Las lágrimas no la dejaron seguir, y yo podría haberle preguntado por qué lloraba entonces, cuál era el origen, la razón del llanto que contradecía su fe, el fanático fervor de esas palabras que había pronunciado con tanta dulzura, pero no lo hice. Conocía la respuesta y que ella sólo me daría otra distinta, lloro porque todo esto me da mucha pena, porque no puedo soportar que os peguéis, que os peleéis, porque os quiero mucho a todos.

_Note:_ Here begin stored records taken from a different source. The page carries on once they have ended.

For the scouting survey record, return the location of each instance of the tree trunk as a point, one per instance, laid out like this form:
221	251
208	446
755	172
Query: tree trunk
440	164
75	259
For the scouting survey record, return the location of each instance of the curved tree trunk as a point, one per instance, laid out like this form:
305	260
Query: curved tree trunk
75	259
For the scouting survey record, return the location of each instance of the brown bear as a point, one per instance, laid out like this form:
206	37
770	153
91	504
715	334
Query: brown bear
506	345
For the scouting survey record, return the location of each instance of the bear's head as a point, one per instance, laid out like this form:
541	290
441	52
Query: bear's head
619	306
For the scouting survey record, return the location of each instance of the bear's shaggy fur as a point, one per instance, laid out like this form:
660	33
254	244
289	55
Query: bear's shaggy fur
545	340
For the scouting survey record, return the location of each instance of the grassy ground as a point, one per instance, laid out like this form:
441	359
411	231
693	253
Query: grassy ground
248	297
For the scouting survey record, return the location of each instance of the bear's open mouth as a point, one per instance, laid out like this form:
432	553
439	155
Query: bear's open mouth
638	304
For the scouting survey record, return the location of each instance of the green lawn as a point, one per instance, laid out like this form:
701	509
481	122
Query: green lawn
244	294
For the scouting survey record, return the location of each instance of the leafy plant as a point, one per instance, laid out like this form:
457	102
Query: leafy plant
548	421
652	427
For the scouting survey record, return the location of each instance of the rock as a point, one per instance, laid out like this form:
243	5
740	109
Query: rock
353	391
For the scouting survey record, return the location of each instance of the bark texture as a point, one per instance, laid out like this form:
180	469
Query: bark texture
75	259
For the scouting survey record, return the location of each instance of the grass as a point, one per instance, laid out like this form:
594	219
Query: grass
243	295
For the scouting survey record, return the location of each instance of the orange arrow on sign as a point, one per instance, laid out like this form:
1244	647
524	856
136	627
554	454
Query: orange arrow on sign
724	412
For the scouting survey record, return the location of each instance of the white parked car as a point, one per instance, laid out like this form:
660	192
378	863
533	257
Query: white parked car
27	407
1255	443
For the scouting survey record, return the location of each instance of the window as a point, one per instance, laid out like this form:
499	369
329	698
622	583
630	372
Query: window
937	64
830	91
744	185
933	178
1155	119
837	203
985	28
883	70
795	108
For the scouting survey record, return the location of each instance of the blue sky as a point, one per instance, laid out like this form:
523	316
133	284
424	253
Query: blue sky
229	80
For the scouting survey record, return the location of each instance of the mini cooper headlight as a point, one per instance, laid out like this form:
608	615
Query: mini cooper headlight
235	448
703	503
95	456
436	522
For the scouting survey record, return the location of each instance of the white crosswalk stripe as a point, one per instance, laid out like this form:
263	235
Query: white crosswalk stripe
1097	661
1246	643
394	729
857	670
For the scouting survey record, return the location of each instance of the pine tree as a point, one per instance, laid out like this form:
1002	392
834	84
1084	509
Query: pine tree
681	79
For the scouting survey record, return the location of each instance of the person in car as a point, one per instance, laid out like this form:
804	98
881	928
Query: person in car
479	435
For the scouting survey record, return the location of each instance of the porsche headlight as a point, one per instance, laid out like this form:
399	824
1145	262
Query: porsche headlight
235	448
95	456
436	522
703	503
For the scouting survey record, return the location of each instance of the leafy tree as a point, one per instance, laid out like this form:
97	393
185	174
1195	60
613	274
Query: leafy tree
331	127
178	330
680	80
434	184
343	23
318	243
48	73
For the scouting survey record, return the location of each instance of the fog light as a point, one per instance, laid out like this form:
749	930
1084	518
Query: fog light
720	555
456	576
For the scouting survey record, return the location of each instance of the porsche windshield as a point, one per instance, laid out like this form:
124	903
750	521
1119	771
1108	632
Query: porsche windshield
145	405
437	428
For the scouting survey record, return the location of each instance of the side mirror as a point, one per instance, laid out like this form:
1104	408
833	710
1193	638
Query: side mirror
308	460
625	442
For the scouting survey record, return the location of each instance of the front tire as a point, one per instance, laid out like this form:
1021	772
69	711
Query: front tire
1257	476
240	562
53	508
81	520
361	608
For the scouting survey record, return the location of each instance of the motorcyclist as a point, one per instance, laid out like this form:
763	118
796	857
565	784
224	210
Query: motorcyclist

Eso era verdad, nos quería mucho a todos, todos nos queríamos mucho, ¿cómo no íbamos a querernos?, éramos hermanos.
—Déjalo, Álvaro, por favor —me cogió de las manos y las apretó, igual que había hecho Raquel aquella mañana para pedirme que no me marchara—. Déjalo ya, una historia tan fea, tan sucia... Nosotros no podemos entenderla. Ya sé que tú dices que sí, pero yo creo que no, que Rafa tiene razón, que no podemos saber lo que habríamos hecho nosotros si... —no quiso seguir por ahí, y cambió de táctica—. Y, sobre todo, lo que no puedo entender... ¿A ti qué más te da? ¿Qué importa a estas alturas lo que pueda haber hecho papá cuando no le conocíamos? Después fue un buen hombre, un buen padre, un empresario inteligente y ambicioso, pero honrado, el mejor, le dio trabajo a mucha gente, todo el mundo le quería, así le conocimos y por eso le quisimos tanto, le quisimos mucho, y tú más que yo, Álvaro, tú más que nadie... Eso es lo más gracioso, lo más triste de todo, anoche lo estuve pensando, y... Julio y yo siempre fuimos de mamá, y de vosotros tres, él siempre te quiso más a ti, después a Angélica, y Rafa... ¡Pobre Rafa! —me soltó para apoyar su cabeza sobre las palmas de sus manos, la giró para mirarme y sus ojos se cargaron de melancolía—. Y tú le querías, Álvaro, más que ninguno, yo lo sé, siempre lo he sabido, esas cosas se notan. Por eso no entiendo... No entiendo nada, Álvaro.
—Yo le quería, Clara —confirmé—, y le sigo queriendo. Nunca podré dejar de quererle, aunque no me guste, aunque preferiría olvidarlo... Julio dice que se puede olvidar, que él lo ha conseguido, pero me temo que yo no voy a poder, ¿sabes?, yo no me parezco a Julio. Ahora me acuerdo mucho de papá, más que antes, me acuerdo sin querer, aunque esté pensando en otra cosa, y siempre le veo en los mejores momentos, ayudándome, cuidándome, ocupándose de mí, siempre igual... Con Mai me pasa algo parecido. Nunca ha sido tan guapa ni tan adorable como hoy mismo, nunca he sido tan feliz con ella como recuerdo ahora haberlo sido —miré a mi hermana y sonreí—. Eso es la culpa, mi culpa, lo sé, y sé que se me pasará. Y que si mi historia con Raquel no se hubiera complicado tanto, si no nos hubiera salpicado a todos, el recuerdo de Mai sería mucho más débil. Eso también lo sé, y puedo controlarlo, pero lo de papá es distinto. Lo de papá es algo que está por encima de mis posibilidades.